Breaking up has been like pulling cat hair from a sweater. Every few days again it irritates me, itches behind my eyes, against my skin. And I keep pulling it all off, removing the memories and irritations from me. I collect them in a piece of cloth, tie them securely away from my bed and closet. Before I leave the state I will tie these pieces to my furniture which I sell, burry the memories and swollen tears here in this city to compost and be digested by the earth that changes seasons. While I am gone my heartbreak will fall apart atom by atom and create fresh air and soul for all those left behind here to fall and sow their own love from here on out. My ruin creates the new platforms for all around me, and by the time I come home again it will be a new form, something I no longer recognize as my own past and waste.
In a week and a day this no longer needs to be my story. I will no longer work in this building, wander these streets.
My hands are full of my suitcases, my own stories, clothes and candles. Rocks I picked from the many shores I have stood upon, the oceans I have waited before. My heart swollen and raw, my house left behind, I will follow that path to my own kind of western dream. This is a manifest destiny I had no idea was coming, even as I lay the groundwork, placing stones only as far as I could see, ignoring the fact that didn't know where the light would next shine.
All the jars that line my walls have been unscrewed and the energy is no longer aligning. There are accidents of fate, physically ramming my body in cars and walls. Each day waking up to a world where there is only me in my room, only my skin in my bed. Each day missing with freshness, washing it off in the shower with a new scent. I restack it all, all the jars. Work to rescrew them safe and sound and in new formations. And my life moves on, as does yours. My heart looks backwards and forwards at once, as I wrap it up tight and safe, travel with it to the next city. This is about me, not you. I no longer know why you are missed. No longer understand what I want to take back from you. I only know that sadness such as I have never known swept through this bed, and now I slowly place my house back together. Pull the knots from my piece of the quilt which I stitched so closely to yours; sew them to a new place. And so you go and so I continue. The tides pull us to a fro, the riptide slips me away to new shores.

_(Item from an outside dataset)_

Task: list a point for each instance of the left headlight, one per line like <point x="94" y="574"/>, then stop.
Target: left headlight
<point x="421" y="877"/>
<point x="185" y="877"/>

My manifest destiny is not the life I had planned or hoped for, but each morning breath fills my healthy warm lungs and each day my feet guide me through this city like every other I've found myself in. I tell myself to remain opened. To wrap the heart but to build no walls. Remind myself to move through the air, to pull it to and from my belly, mimicking how the tide will always pull me. I let my fingers give away each piece of you I pull from my life, let it all get taken by the darkness of the past, be eaten by insects in the place I will leave it.
These memories, the places our lives collided, where I nurtured your entrance to my consciousness so tenderly and carefully and now I let you go in the same way you let me go, allow myself to grow into shapes that will no longer fit into your molds for me.